I've never liked roses. Not the flower (I'm more a peony kinda girl) and certainly not the taste. Maybe it was an over-flavoured Indian dessert that I ate as a child—restraint never having been a virtue in my greedy life, I bit off a huge chunk rather than nibbled to taste, and the heady flavour of the flower exploded in my mouth.

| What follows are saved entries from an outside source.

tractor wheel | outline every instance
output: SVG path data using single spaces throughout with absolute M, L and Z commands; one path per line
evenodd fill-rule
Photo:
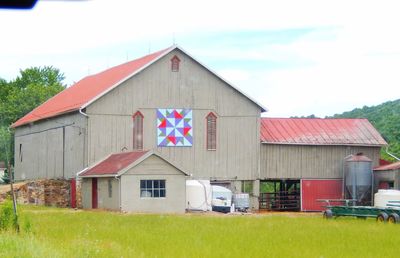
M 376 221 L 377 222 L 387 222 L 388 218 L 389 218 L 389 216 L 387 215 L 386 212 L 381 212 L 376 217 Z
M 397 213 L 390 214 L 388 222 L 391 224 L 397 224 L 400 222 L 400 216 Z
M 324 211 L 323 214 L 324 219 L 331 219 L 333 218 L 333 212 L 331 210 Z

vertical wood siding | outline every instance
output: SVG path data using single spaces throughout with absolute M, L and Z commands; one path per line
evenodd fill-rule
M 179 72 L 171 72 L 177 55 Z M 156 109 L 193 110 L 193 147 L 157 147 Z M 144 115 L 144 149 L 156 149 L 195 178 L 259 176 L 260 108 L 180 51 L 173 51 L 89 107 L 88 155 L 93 164 L 111 152 L 132 150 L 132 115 Z M 217 150 L 206 146 L 206 116 L 218 116 Z
M 16 180 L 75 177 L 87 164 L 86 138 L 86 120 L 80 114 L 16 128 Z M 20 144 L 22 162 L 19 159 Z
M 358 152 L 379 164 L 379 147 L 262 144 L 261 179 L 342 178 L 344 158 Z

To this day, when faced with a rose-flavoured anything, I balk, images of a colourful Indian street flooding my mind, a firm warning that should I so much as lick the food in question, my mouth would fill with that potent sweet essence and linger there until the sacred cows on my imaginary Indian street amble their way home.

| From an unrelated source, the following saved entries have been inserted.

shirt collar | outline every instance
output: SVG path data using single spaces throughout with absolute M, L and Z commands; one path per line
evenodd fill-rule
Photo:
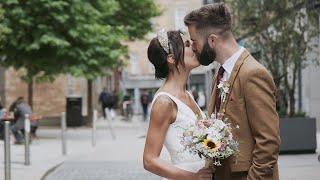
M 232 69 L 234 67 L 234 65 L 236 64 L 237 60 L 239 59 L 240 55 L 242 54 L 242 52 L 244 51 L 243 47 L 240 47 L 240 49 L 235 52 L 234 54 L 232 54 L 232 56 L 230 56 L 226 62 L 224 62 L 224 64 L 222 64 L 222 67 L 224 68 L 224 70 L 228 73 L 231 74 Z

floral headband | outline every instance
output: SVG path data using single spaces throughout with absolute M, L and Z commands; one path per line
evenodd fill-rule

So imagine my surprise when I decided to throw caution to the wind and make a Turkish Delight ice cream with a whole 50ml of rose water, and ended up loving the delicate flavour of it.

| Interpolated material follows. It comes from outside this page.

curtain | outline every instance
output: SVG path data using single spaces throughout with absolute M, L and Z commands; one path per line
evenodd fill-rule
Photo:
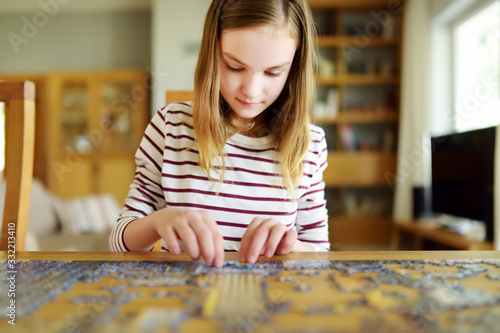
M 413 218 L 413 187 L 430 182 L 429 143 L 424 140 L 429 118 L 430 31 L 428 1 L 406 1 L 402 36 L 401 101 L 393 218 Z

Incidentally, I can't admit to being a fan of Turkish Delight either (must be the rosewater component, you think?), but this ice cream, part of a composed dessert by the always affable chef Geoff Lindsey at his Melbourne restaurant Pearl, was just too pretty not to attempt.

The dessert encompasses the ice cream strewn with vanilla Persian fairy floss and served with bits of glace ginger, fushia pomegranate seeds and rose petals. I was going to serve it with just the Persian fairy floss, which my cousin bought from Sydney's Jones the Grocer along with a box of their lovely Turkish Delight (the best I've ever tasted), but he forgot to bring the fairy floss to dinner that day, so it was just the ice cream. But no matter. What a wonderful ice cream it was. The bits of Turkish Delight, though turned hard in the freezer, yields quickly to the warm temperature of your tongue. The delicate flavour of the rosewater was just lovely, nothing like the cacophony of sharp, sweet gusto that I had imagined.

Other items on the menu that night included Osso Bucco with Risotto Milanese. A friend gave us a bottle of Spanish saffron stamens to try and they flavoured and stained the risotto a lovely shade of golden yellow.

My brother recently returned from a trip to Italy, so we also had a load of shaved parma ham, which we walloped with baguettes and a wonderfully fresh-flavoured salad of buffalo mozarella, juicy vine cherry tomatoes and fat basil leaves.

Saturday, June 09, 2007

Cupcake Madness

It was like a scene straight out of Ugly Betty. An order of 100 cupcakes, which I felt needed to be delivered as fresh as possible. So I baked them the afternoon before they were to be sent and frosted them after dinner. A task that took me through to 2am, when I finally crawled into bed only to wake early the next morning to deliver the bounty.

I call these Adult Cupcakes. In two flavours—banana and chocolate—both with dark chocolate whipped cream frosting.Kids don't like them. I know because my friend's four-year-old daughter took one bite of it and screwed up her face really bad. "It ain't sweet, Mommy!" she cried. Her embarrassed mother attributed it to her daughter's Americanised palate.

Another friend ordered these for her nephew's birthday party. She later reported that few of the kids even touched the mini-cupcakes, but the adults polished them off with ease.

Personally, I like them for the moist cocoa flavoured sponge—in which I use corn oil rather than butter so they stay soft even when kept in the fridge. The frosting, made of fresh cream and melted 64% Valrhona Manjari chocolate, provides a lush, ever so slightly bitter edge that offsets the sweetness of the cake perfectly.

The banana cupcake is a lot richer, but no less delicious. Made with plenty of butter, they are better served at room temperature. Again, the deep chocolate whipped cream frosting cuts through the sweetness of the cake, but this time, the mouth feel is buttery, decadent and deliciously sinful.